Table 8-143 RESPONSE_ERROR_RATE_ABOVE_CRITICAL_PERCENT

Field	Details
Description	CCA, AAA, RAA, ASA and STA error rate combined is above 10 percent
Summary	Alert RESPONSE_ERROR_RATE_ABOVE_CRITICAL_PERCENT NS:{{ $labels.kubernetes_namespace }}, PODNAME:{{ $labels.kubernetes_pod_name }}, INST:{{ $labels.instance }} REL:{{ $labels.release }}
Severity	Critical
Condition	The combined failure rate of CCA, AAA, RAA, ASA, and STA messages is more than 10% of the total responses.
OID	1.3.6.1.4.1.323.5.3.36.1.2.37
Metric Used	occnp_diam_response_local_total{ responseCode!~"2.*"}
Recommended Actions	For any additional guidance, contact My Oracle Support.

8.3.3.12 Rx_RESPONSE_ERROR_RATE_ABOVE_CRITICAL_PERCENT

Rx_RESPONSE_ERROR_RATE_ABOVE_CRITICAL_PERCENT

Table 8-144 Rx_RESPONSE_ERROR_RATE_ABOVE_CRITICAL_PERCENT

Field	Details
Description	Rx error rate combined is above 10 percent
Summary	Alert Rx_RESPONSE_ERROR_RATE_ABOVE_CRITICAL_PERCENT NS:{{ $labels.kubernetes_namespace }}, PODNAME:{{ $labels.kubernetes_pod_name }}, INST:{{ $labels.instance }} REL:{{ $labels.release }}
Severity	Critical
Condition	The failure rate of Rx responses is more than 10% of the total responses.
OID	1.3.6.1.4.1.323.5.3.36.1.2.38
Metric Used	occnp_diam_response_local_total{ responseCode!~"2.*", appType="Rx"}
Recommended Actions	For any additional guidance, contact My Oracle Support.

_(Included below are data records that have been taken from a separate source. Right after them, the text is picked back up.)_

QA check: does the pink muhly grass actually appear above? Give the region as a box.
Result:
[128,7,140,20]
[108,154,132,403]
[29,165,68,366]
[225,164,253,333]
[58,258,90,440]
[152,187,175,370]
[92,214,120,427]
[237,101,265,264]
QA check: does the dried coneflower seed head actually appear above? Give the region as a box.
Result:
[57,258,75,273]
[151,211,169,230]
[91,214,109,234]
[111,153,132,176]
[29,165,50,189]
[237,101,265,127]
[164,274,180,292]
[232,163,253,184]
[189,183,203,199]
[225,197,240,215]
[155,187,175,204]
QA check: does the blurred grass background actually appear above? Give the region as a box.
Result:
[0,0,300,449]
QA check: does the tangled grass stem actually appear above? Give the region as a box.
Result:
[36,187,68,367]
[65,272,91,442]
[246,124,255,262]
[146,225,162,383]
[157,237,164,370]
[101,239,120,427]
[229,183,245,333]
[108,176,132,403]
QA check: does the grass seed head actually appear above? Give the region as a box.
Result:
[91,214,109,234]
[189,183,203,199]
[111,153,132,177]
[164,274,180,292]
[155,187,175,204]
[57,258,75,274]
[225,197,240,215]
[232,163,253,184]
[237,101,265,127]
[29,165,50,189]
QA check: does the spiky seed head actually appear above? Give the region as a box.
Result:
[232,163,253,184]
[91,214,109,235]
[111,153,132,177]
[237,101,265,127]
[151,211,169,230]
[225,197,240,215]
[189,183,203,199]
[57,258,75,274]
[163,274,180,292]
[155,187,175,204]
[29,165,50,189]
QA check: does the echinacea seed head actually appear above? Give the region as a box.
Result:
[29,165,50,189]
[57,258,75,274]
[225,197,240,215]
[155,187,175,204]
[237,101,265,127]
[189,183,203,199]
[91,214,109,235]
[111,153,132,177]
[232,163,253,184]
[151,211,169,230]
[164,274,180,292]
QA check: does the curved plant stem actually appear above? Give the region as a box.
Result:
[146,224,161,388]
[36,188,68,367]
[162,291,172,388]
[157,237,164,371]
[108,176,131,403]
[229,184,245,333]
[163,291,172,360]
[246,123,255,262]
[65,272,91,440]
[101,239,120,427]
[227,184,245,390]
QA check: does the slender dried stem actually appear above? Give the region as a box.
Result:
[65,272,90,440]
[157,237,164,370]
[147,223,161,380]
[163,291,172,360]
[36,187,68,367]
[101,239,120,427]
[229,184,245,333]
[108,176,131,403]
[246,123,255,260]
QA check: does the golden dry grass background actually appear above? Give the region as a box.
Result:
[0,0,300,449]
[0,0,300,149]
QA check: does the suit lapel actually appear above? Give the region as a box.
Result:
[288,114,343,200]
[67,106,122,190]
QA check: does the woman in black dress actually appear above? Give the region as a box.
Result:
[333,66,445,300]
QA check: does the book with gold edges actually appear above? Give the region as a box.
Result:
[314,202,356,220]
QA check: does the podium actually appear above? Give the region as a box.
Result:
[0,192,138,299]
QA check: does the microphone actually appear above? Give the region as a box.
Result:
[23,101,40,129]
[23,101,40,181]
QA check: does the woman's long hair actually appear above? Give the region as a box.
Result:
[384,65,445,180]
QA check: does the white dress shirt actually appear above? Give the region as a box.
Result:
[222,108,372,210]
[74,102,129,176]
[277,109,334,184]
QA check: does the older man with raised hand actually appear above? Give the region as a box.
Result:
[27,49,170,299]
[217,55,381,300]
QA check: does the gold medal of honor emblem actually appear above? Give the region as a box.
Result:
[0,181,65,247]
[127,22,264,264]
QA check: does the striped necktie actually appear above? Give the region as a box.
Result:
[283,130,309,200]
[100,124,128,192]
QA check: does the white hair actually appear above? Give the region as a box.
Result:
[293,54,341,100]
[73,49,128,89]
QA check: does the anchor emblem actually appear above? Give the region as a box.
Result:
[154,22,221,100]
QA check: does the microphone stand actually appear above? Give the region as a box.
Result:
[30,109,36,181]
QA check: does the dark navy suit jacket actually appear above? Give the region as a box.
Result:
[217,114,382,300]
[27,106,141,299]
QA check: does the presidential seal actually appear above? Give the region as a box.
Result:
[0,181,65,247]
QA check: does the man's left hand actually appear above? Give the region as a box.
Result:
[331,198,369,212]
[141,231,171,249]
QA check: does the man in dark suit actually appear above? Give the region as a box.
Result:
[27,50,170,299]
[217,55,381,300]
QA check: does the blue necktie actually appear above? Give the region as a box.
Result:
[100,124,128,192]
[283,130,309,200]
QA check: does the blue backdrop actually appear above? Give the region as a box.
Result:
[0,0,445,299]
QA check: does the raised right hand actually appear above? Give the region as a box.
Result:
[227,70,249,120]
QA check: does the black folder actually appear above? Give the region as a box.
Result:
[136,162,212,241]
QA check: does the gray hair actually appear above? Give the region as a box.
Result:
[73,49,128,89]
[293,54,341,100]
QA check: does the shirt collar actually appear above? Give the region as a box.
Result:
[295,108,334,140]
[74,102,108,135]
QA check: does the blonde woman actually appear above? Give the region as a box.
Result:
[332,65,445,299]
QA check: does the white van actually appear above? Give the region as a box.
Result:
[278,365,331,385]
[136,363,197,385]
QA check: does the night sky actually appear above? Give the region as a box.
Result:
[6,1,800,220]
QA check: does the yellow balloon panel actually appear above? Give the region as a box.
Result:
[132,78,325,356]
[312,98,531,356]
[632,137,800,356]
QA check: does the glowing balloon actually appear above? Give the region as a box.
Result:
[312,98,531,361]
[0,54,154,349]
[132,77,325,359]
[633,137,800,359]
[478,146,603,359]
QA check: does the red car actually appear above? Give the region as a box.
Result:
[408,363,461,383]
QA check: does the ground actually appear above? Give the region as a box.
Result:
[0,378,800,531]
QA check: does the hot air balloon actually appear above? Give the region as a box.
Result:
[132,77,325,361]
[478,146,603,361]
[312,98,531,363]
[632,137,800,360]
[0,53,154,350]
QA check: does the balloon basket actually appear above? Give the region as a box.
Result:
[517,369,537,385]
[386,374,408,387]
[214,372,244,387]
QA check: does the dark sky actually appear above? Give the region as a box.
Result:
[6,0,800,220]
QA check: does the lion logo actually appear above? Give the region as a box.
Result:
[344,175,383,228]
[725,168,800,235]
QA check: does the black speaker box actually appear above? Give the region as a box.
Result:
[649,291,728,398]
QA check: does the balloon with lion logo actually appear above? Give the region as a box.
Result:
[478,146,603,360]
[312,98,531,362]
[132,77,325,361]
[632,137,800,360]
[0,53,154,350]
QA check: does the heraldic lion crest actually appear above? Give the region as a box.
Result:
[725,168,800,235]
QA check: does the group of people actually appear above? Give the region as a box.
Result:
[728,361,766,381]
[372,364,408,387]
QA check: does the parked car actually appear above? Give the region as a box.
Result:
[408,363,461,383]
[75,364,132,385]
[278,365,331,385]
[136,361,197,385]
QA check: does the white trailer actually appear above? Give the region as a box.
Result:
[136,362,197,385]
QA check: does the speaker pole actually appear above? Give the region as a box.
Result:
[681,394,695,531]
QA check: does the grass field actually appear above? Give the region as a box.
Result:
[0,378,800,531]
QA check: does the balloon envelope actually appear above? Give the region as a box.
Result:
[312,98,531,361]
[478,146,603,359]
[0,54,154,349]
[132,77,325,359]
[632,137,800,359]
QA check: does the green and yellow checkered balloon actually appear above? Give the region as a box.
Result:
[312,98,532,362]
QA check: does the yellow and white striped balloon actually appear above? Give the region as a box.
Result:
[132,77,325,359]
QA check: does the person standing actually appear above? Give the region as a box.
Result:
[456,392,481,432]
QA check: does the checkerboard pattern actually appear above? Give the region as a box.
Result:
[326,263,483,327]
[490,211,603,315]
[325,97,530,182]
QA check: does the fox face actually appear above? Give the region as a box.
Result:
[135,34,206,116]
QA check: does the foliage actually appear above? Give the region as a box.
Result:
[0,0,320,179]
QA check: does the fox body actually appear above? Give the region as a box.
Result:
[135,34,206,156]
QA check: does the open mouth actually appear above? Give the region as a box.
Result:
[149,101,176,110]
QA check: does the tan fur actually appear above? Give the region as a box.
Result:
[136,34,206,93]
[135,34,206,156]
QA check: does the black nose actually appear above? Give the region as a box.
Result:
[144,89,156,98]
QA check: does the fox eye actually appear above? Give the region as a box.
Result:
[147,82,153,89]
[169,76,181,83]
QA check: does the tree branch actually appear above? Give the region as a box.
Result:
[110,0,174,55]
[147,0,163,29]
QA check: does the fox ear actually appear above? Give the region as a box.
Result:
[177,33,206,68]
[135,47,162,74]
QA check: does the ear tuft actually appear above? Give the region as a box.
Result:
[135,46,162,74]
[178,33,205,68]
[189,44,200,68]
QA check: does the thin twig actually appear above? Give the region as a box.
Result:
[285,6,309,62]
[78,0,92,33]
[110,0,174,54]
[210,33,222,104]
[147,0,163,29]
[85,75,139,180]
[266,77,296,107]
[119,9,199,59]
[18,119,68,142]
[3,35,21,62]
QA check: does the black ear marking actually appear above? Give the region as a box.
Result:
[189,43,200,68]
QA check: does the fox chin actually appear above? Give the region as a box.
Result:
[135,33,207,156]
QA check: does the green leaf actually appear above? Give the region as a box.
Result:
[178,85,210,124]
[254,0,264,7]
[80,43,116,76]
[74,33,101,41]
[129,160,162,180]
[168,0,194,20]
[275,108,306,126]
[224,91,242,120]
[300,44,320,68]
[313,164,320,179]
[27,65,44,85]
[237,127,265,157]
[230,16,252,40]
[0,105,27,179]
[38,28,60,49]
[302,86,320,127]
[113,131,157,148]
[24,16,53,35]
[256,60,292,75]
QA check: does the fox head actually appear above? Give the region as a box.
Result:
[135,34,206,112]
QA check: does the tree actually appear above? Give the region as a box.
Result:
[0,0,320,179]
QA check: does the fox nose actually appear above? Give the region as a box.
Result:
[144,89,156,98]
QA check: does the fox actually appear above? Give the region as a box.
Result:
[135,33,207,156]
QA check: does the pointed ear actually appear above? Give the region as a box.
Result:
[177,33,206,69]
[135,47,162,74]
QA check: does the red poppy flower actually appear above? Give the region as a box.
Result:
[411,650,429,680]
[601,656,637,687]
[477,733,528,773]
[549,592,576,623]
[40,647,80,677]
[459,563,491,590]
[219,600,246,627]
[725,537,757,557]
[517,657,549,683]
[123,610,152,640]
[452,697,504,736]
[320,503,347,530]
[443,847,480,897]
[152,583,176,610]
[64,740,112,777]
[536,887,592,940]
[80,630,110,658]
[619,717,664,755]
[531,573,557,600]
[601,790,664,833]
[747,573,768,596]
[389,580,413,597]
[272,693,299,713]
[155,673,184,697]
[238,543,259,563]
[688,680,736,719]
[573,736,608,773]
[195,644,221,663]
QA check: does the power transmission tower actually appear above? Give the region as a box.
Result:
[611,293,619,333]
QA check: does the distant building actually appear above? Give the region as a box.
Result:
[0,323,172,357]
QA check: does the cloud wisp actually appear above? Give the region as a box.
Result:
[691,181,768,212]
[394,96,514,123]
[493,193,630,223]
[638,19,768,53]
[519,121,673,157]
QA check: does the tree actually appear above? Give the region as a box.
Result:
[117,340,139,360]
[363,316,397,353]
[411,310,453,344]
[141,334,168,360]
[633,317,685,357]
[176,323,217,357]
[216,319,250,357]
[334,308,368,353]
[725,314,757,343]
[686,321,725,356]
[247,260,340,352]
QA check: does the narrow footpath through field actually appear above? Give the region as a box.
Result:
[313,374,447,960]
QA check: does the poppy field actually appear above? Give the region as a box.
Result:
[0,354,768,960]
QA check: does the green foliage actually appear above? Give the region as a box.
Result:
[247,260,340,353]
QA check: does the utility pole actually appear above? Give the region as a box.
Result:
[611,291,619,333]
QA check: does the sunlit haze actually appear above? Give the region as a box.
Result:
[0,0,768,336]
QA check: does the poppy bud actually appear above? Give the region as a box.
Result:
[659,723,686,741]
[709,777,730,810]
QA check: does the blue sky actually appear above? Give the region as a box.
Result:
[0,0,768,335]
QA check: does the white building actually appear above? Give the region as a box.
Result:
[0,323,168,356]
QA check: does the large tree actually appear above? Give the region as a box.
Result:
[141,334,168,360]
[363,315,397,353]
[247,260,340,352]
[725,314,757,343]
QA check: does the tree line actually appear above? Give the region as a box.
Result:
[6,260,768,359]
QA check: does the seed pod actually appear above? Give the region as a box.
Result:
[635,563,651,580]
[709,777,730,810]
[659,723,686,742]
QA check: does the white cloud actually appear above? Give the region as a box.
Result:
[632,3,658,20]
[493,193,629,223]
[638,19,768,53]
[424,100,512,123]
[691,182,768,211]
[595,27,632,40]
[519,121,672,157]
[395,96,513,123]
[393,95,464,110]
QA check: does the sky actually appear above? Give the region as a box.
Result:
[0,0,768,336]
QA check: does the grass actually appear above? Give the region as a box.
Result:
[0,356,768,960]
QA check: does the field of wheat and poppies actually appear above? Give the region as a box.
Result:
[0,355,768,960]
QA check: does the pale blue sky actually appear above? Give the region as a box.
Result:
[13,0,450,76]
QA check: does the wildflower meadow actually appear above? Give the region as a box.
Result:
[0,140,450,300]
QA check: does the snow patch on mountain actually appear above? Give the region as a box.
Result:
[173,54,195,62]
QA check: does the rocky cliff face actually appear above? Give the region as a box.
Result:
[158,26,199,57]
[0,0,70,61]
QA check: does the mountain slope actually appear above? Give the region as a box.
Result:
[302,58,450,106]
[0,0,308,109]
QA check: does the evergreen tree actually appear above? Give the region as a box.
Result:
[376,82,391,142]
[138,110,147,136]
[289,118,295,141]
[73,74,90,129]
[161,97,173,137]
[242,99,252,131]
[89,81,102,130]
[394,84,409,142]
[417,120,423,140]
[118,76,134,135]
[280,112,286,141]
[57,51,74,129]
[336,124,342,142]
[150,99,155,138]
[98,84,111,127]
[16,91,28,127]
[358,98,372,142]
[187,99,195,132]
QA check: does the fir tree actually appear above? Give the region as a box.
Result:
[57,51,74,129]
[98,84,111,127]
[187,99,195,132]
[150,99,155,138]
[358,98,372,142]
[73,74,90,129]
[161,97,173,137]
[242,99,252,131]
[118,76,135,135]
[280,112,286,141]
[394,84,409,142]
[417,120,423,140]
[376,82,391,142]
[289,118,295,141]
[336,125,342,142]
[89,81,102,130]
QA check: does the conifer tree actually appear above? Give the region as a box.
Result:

8.3.3.13 Gx_RESPONSE_ERROR_RATE_ABOVE_CRITICAL_PERCENT

Gx_RESPONSE_ERROR_RATE_ABOVE_CRITICAL_PERCENT

Table 8-145 Gx_RESPONSE_ERROR_RATE_ABOVE_CRITICAL_PERCENT

Field	Details
Description	Gx error rate combined is above 10 percent
Summary	Alert Gx_RESPONSE_ERROR_RATE_ABOVE_CRITICAL_PERCENT NS:{{ $labels.kubernetes_namespace }}, PODNAME:{{ $labels.kubernetes_pod_name }}, INST:{{ $labels.instance }} REL:{{ $labels.release }}
Severity	Critical
Condition	The failure rate of Gx responses is more than 10% of the total responses.
OID	1.3.6.1.4.1.323.5.3.36.1.2.39
Metric Used	occnp_diam_response_local_total{ responseCode!~"2.*", appType="Gx"}
Recommended Actions	For any additional guidance, contact My Oracle Support.